To further examine how the virus regulates the OSBP activity, we did transient expression of OSBP and the HEV helicase in HeLa cells and found that the helicase blocked the preferential translocation of OSBP to the Golgi, suggesting that HEV may recruit OSBP via the helicase. Host lipid homeostasis is often vital for virus infection, and many lipid-associated proteins are required for virus replication [47, 48]. For instance, apolipoprotein B, which is associated with the maturation and secretion of LDL, plays an essential role in HCV particle exocytosis [49]. Upon Coxsackievirus B3 (CVB3) infection, the viral 3A protein localizes to secretory organelle membranes. It recruits GBF1/Arf1, thereby enhancing the accumulation of PI4KIIIB, which further catalyzes the production of uncoated PI4P-enriched structures adjacent to ER exit sites [50].
During the infection by some viruses, OSBP is exploited to facilitate the trafficking of lipid components to promote viral replication.

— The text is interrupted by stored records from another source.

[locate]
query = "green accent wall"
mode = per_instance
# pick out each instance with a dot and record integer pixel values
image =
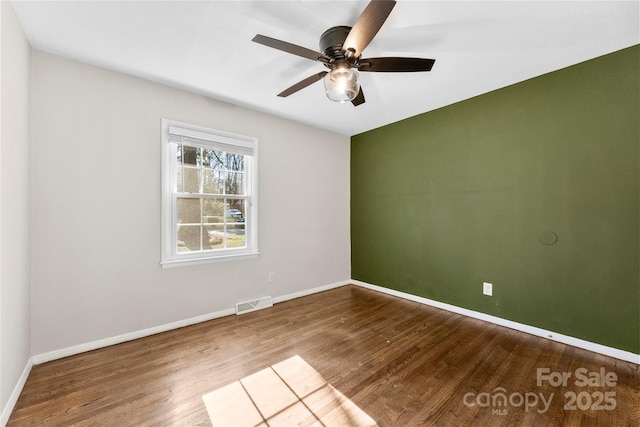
(479, 191)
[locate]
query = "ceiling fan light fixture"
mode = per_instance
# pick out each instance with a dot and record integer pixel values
(341, 84)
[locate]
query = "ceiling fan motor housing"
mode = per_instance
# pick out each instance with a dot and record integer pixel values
(331, 42)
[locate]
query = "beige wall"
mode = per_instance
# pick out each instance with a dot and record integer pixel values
(14, 206)
(96, 207)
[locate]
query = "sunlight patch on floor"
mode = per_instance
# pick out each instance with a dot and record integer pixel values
(288, 393)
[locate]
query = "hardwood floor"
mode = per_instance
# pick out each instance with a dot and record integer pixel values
(400, 362)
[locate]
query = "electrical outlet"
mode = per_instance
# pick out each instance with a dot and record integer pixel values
(487, 288)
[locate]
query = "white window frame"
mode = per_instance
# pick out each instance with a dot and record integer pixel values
(209, 138)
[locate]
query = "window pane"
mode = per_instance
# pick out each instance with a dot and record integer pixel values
(188, 238)
(215, 234)
(235, 211)
(190, 155)
(188, 211)
(190, 180)
(213, 211)
(235, 183)
(216, 159)
(213, 182)
(236, 236)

For example, OSBP is a downstream effector of phosphatidylinositol 4-kinase alpha (PI4KIIIα) for HCV replication, aiding in the cholesterol trafficking in the viral-induced membranous web [51, 52]. The depletion of OSBP decreases the replication of HCV. Interestingly, complete depletion of OSBP reduces both intracellular and extracellular HCV viral RNA. However, partial depletion of OSBP affects only the accumulation of extracellular HCV RNA, which suggests that OSBP should be involved in the assembly and release of infectious HCV virions [53]. In Aichi virus replication, OSBP is recruited to the Aichi virus replication complex, possibly for constructing the organelle membrane [54]. In other circumstances, the substrate of OSBP can combat virus infection. For instance, the existence of oxysterol can inhibit HBV replication in both DNA and protein levels in hepatocytes [55]. Our results suggest that HEV recruits OSBP to benefit the virus replication. Further research is needed to study the mechanism of the proviral role of OSBP in HEV replication.

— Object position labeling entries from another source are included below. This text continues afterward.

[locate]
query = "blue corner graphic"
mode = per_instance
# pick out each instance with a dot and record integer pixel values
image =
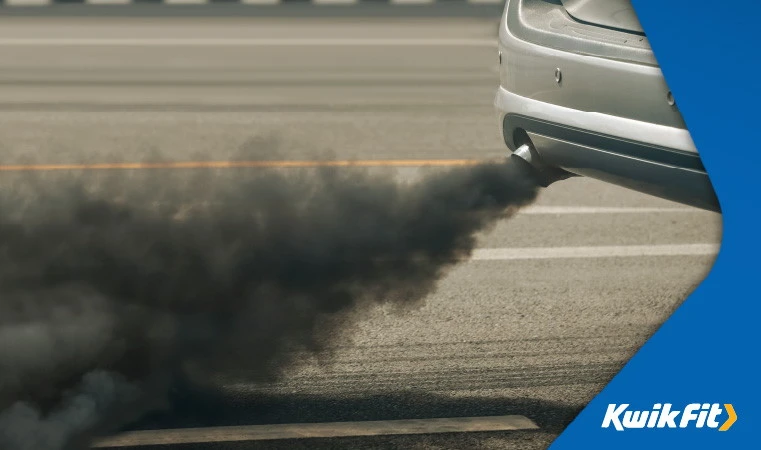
(704, 358)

HEV helicase possesses RNA 5'-triphosphatase, RNA unwinding, and NTPase activities, which are thought to be involved in viral RNA synthesis [19, 20]. In addition to these enzyme activities, the HEV helicase was found to interact with multiple cellular proteins identified via yeast two-hybrid analysis [56]. Some of these proteins are involved in metabolic and biological processes. Our data shows that the helicase interacts with OSBP and changes its preferential localization, which might affect cellular cholesterol homeostasis. A previous study indicates that HEV infection reduces cholesterol levels in A549 cells and that increasing cholesterol levels in cultured cells reduces HEV release [26]. HEV infection in patients reduces serum TG, total cholesterol, and LDL levels [26]. Therefore, the helicase interaction with OSBP and changing its preferential localization might contribute to the cholesterol modulation in HEV-infected cells and patients.
This study's limitations are that a luciferase-based HEV replicon was used and that the OSBP interaction with helicase was not performed in hepatocytes. Future studies using full-length HEV RNA transfection or HEV infection are needed to confirm the proviral role of OSBP and its interaction with pORF1 or helicase since both ORF2 and ORF3 products are involved in HEV assembly and release. The full-length HEV replicons with HA or V5-tagged ORF1 in the HVR [57, 58] appear to fit studies to determine the OSBP and pORF1 interaction.
In conclusion, this study shows that OSBP contributes to HEV replication and that the HEV helicase interacts with OSBP and blocks OSBP preferential translocation to the Golgi apparatus. The results shed light on the HEV recruitment of the lipid regulator OSBP and improve our understanding of the virus-cell interactions.